Отвернувшись, недостойная племянница закрыла лицо руками и принялась раскачиваться взад-вперед. Стелла Лейси выразила легкое возмущение.
— Чувство юмора, Джоан, — заметила она, — заключается не в том, чтобы потешаться над беднягой, поскользнувшимся на банановой кожуре. Вульгарный, грубый фарс не имеет никакого отношения к юмору!
— Н-н-н…
Наконец полковник Бейли поднялся. Лицо его пестрело гаммой красок. Зеленая трава, асфальтово-черный оттенок каменного изваяния, синее вечернее небо казались бледными и выцветшими на фоне его физиономии. Полковник стоял прямой, как палка, в твидовом пиджаке и брюках-гольф. На шее у него, подобно гербам у славных рыцарей прошлого, болтались красные фланелевые кальсоны Г.М.
— Джоан! — крикнула Стелла Лейси.
— Н-но… это всего лишь акварель! Она… легко смывается водой! Д-достаточно намочить тряпку… Она н-н…
Полковник Бейли не обратил внимания на племянницу.
— Что за странная штуковина? — спросил он, сдерживаясь из последних сил и пиная чемодан носком ботинка. — И кто… — его тяжелая, покрытая веснушками морщинистая рука указала вверх, — кто тот джентльмен, что спускается сюда?
— Сэр Генри Мерривейл, — прошептал преподобный Джеймс. — Потомок стариннейшего и знатнейшего английского рода, — добавил он.
Надменный аристократ, о котором шла речь, величественной походкой приближался к ним.
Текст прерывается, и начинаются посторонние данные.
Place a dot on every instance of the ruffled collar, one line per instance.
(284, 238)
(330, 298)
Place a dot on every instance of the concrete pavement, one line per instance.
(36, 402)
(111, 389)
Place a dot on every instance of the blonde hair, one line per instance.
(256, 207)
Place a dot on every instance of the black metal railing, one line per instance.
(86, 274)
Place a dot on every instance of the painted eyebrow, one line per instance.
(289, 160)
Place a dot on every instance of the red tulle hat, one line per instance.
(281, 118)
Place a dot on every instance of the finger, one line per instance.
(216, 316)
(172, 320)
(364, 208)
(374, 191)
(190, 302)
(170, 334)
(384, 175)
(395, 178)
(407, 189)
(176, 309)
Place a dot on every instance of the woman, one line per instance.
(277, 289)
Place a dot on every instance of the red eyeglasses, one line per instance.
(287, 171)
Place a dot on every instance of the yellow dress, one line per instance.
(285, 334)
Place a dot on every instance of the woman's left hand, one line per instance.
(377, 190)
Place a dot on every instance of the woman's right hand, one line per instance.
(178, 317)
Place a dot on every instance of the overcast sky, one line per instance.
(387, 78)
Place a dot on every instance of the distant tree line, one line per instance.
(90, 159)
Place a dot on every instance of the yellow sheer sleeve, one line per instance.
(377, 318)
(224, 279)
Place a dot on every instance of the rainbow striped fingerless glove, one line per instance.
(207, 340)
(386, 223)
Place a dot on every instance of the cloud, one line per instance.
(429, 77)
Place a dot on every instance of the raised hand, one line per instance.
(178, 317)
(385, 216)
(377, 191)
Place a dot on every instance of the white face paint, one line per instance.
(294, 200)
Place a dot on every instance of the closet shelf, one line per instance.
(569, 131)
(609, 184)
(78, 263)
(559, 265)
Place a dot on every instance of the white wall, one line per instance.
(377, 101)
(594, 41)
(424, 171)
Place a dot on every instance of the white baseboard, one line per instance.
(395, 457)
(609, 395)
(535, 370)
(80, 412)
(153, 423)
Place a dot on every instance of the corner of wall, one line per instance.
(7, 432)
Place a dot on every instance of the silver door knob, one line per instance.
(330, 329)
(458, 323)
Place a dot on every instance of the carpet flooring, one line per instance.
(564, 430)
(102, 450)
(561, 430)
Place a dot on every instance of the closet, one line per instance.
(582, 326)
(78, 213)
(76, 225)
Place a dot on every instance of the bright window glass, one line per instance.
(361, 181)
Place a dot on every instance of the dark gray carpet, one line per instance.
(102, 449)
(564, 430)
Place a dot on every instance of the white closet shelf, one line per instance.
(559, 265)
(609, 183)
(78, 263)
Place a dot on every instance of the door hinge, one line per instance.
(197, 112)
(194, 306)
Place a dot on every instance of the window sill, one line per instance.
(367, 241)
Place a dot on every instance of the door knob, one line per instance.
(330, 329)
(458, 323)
Спускаясь с обрыва, он поскользнулся и чуть было снова не оказался в сидячем положении, но крепкое ругательство, а также злость на подковырку судьбы удержали его на ногах. Смешно переваливаясь и отдуваясь, он подошел к полковнику Бейли.
— Послушайте! — начал он, резко поднимая вверх правую руку, словно приносил присягу. — Я клянусь всем, что только есть на свете, что в данном случае я абсолютно непричастен — не-при-ча-стен! — ко всей кутерьме. Меня не в чем упрекнуть. Я имею такое же отношение к тому, что произошло, как и швейцарские часы с кукушкой. Сейчас я вам докажу.
И он доказал. Когда Г.М. в ударе, он становился несравненным оратором, а его богатой жестикуляции мог бы позавидовать сам покойный сэр Генри Ирвинг. Живо поводя рукой из стороны в сторону, он описал ужасное происшествие. К тому времени преподобному Джеймсу с трудом удавалось сохранять на лице серьезную мину, но Г.М. намеренно не обращал на него внимания.
— Вот как все произошло, — подытожил он, — и да поможет мне Бог!
Некоторое время полковник Бейли не двигался. Затем он сделал именно то, что и следовало ожидать при данных обстоятельствах от человека военного. А именно — он запрокинул голову и разразился громким хохотом.